Ristrette e potenti oligarchie hanno saputo intercettare la rivoluzione neoconservatrice degli anni ottanta e, sull’onda di due diverse interpretazioni prevalenti (fondamentalmente una individualista, l’altra “politicamente corretta”, entrambe antipolitiche) sono riusciti a sradicare partiti e culture corpose dal tessuto nazionale: la Dc e il Pci. La trasformazione del paese non è stata lineare né è tutta da buttare – si sono liberate e rivelate energie nuove legate all’appassionante sfida per la costruzione europea – tuttavia ha risentito fortemente dell’influenza di un liberismo da paese periferico. Il declino italiano accelera, con l’indebolimento dell’industria, il mito del “piccolo è bello”, l’accumulazione di un immenso debito pubblico, la finanziarizzazione e la concentrazione della ricchezza, l’enorme sviluppo dell’economia illegale, lo scadimento delle classi dirigenti e dell’Università.
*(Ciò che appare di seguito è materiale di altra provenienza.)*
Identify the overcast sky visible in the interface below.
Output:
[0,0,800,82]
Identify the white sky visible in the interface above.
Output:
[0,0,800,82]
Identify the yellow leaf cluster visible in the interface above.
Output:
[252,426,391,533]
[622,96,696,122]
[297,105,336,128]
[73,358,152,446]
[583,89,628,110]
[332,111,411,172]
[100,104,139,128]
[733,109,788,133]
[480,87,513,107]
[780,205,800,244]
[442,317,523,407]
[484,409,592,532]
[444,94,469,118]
A questo si accompagnano la perdita di valore del lavoro, dello studio, la dipendenza delle nuove generazioni dalla ricchezza finanziaria e immobiliare dei genitori.
E’ in questo contesto che quella mutazione antropologica della gioventù – già intuita da Pasolini – ha visto negli scorsi decenni un pieno dispiegamento: l’Italia raggiunge le vette statistiche per bassa natalità, invecchiamento della popolazione, depressione precoce e consumo di droghe. Ma c’è in più lo smarrimento culturale, l’impossibilità di quell’apprendimento critico che solo l’applicazione a se stessi della disciplina connaturata a una forte motivazione, solo la concentrazione su una sfida o il richiamo di una vocazione, il desiderio di un progetto di vita possono dare. Senza voler imporre a nessuno una visione materialistica, tuttavia, fra il declino dell’Italia e la preoccupazione che i “figli di tutti” possano essere vinti dal disincanto c’è un nesso. E una politica che sappia di vita, non deve – certo – sapere di soldi, ma non può neanche ignorare la realtà storica del proprio paese.